Obviously, an anarchist has no respect for property and refuses to be an exploiter or exploited; he is called to live on the margin of laws. The history of anarchy has produced many illustrious examples. Ravochol, Pini, Clement Duval, Ortiz, Emile Henry, Alexander Jacob, all were robbers or rather expropriators because they worked for the Idea, for propaganda. But one knows how they ended up. At that time, stealing, counterfeiting, swindling and even pimping were justified in certain anarchist milieus as a means of liberating oneself economically. Such a theory was a puerile and dangerous utopia. As I have written in CONFESSIONS: "Illegalism did not free the individual. It led to trials"

But Armand held to his theories. He only changed in 1912 when he wrote: "The end of Garnier and Vallet causes me to reflect.." It was a little late.
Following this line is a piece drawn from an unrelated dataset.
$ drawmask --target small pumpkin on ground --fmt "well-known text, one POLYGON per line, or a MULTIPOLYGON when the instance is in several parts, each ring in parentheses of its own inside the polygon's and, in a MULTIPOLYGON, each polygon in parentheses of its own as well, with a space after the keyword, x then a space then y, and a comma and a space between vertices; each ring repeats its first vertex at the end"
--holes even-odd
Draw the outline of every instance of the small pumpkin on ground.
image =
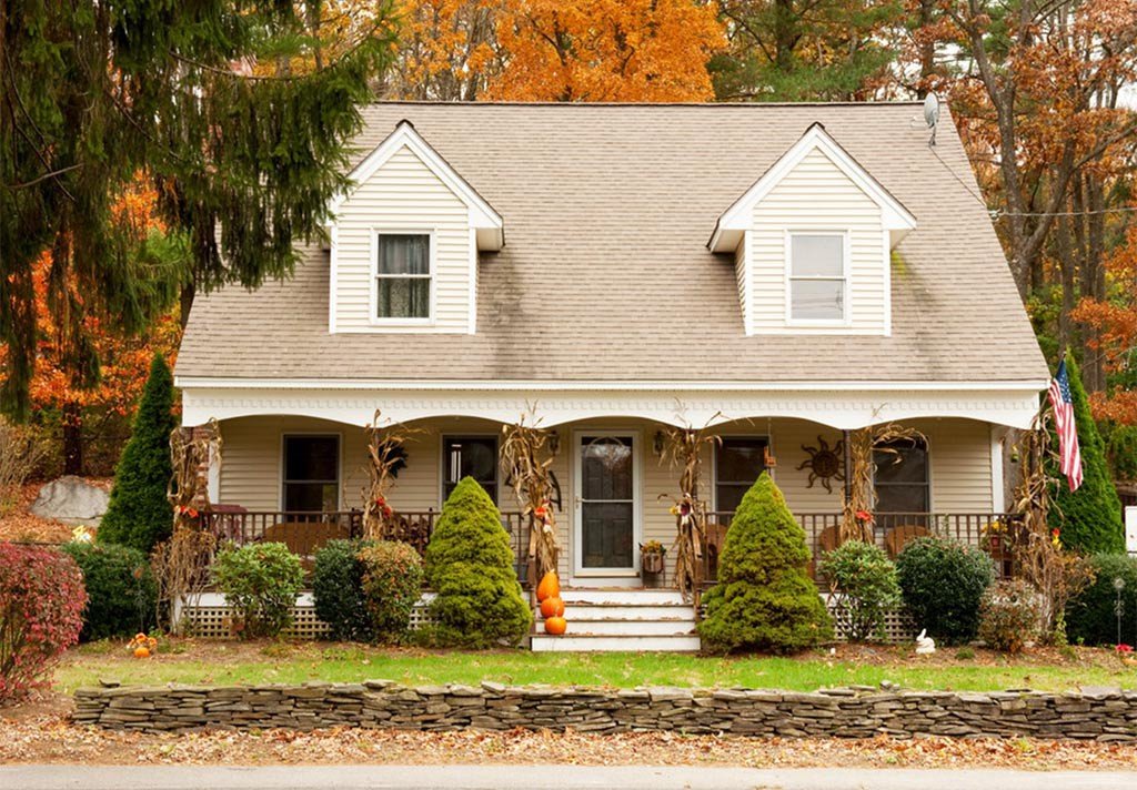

A little while previously, he had written in a famous article which I mentioned before in which he had denied the value of Science: " I know well that Science has taken God and hurled him over the precipice so that he doesn't exist any longer. The defeated has given up his place to his triumphant rival. Thus, it is one phantom who has taken the place of another phantom." Armand only acknowledged the value of practical science, "a science which teaches anti-conceptional means, and a concern with the crowbar and blow torch"

But Armand didn't have the physical courage nor the audacity to handle a crowbar. Counterfeiting, that was another thing. It was an easy temptation.

I don't know if Armand made counterfeit money. It is fair to say about him that Armand never sought a material gain in making propaganda; he always lived very poorly. As did all of us. I lived in he vicinity of "L'Anarchie" in a flat without electricity and which didn't have a sink where I could wash my hands. And when I produced the journal, printed it, edited it and had meetings every night, I worked seventeen hours per day. In concrete tasks I was helped only by Guerin, the manager and his mistress. Each morning I gave a cook four francs with which to nourish myself all day. Life was cheerful in 1914 but all the same, those were lean days! Nevertheless, we didn't feel poor. We worked for our ideas, with enthusiasm and the joy of the battle.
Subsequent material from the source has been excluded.